Miller also arranged for Scott to cut a copy of the Everly Brothers’ hit version of ‘Lucille’ backed with ‘So Sad (To Watch Good Love Go Bad)’. The US duo had switched from Cadence to Warners, which had no New Zealand licensee, and Miller rush-released the single on Wellington’s Lotus label. “The week after we recorded it Phil Warren came back from London with the rights to Warner Records, and he flooded the market. My record got sidelined,” Scott says.
A similar fate befell his fourth and final single, released on Miller’s La Gloria label.

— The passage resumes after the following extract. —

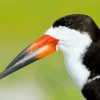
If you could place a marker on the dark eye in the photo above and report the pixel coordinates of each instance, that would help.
(70, 23)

Scott remembers nothing about Miller’s choice for the A-side, ‘When the Time is Right’ by prolific R’n’B and doowop songwriter Billy Dawn Smith, but he was keen to record what he felt was an underrated song from Rogers and Hammerstein’s Broadway musical Carousel.
“Two weeks after I did ‘You’ll Never Walk Alone’, Gerry and the Pacemakers came out and had a huge hit with it and I was eclipsed again.”
Alongside the music, Scott continued to do three or four amateur theatre productions a year, many of them rehearsed and performed at St Andrew’s Church on lower Symonds St until the Presbyterian elders decided theatre wasn’t a suitable use for church space. He also worked on making his mark in advertising.
“I set up my own firm in 1960, Gray Scott Advertising, with Russell Gray who had been the production manager at Goldberg. Our big early account was Doug Bremner, who had been importing carpets from America but with the import restrictions decided to manufacture them here as Bremworth Carpets.
“Gordon Dryden, in one of his books, said we produced the first ads in New Zealand to use lifestyle to sell a product.
“On the advertising side there was tremendous opportunity for creativity. [Sir] Bob Harvey started McHarman the year after us, and we were the two hotshot agencies in Auckland. We changed the nature of the business and brought the studio out from the back of the agency to the front. That was our creativity and that’s what we endeavoured to promote. That is what an agency should be providing – we weren’t suit-and-tie people.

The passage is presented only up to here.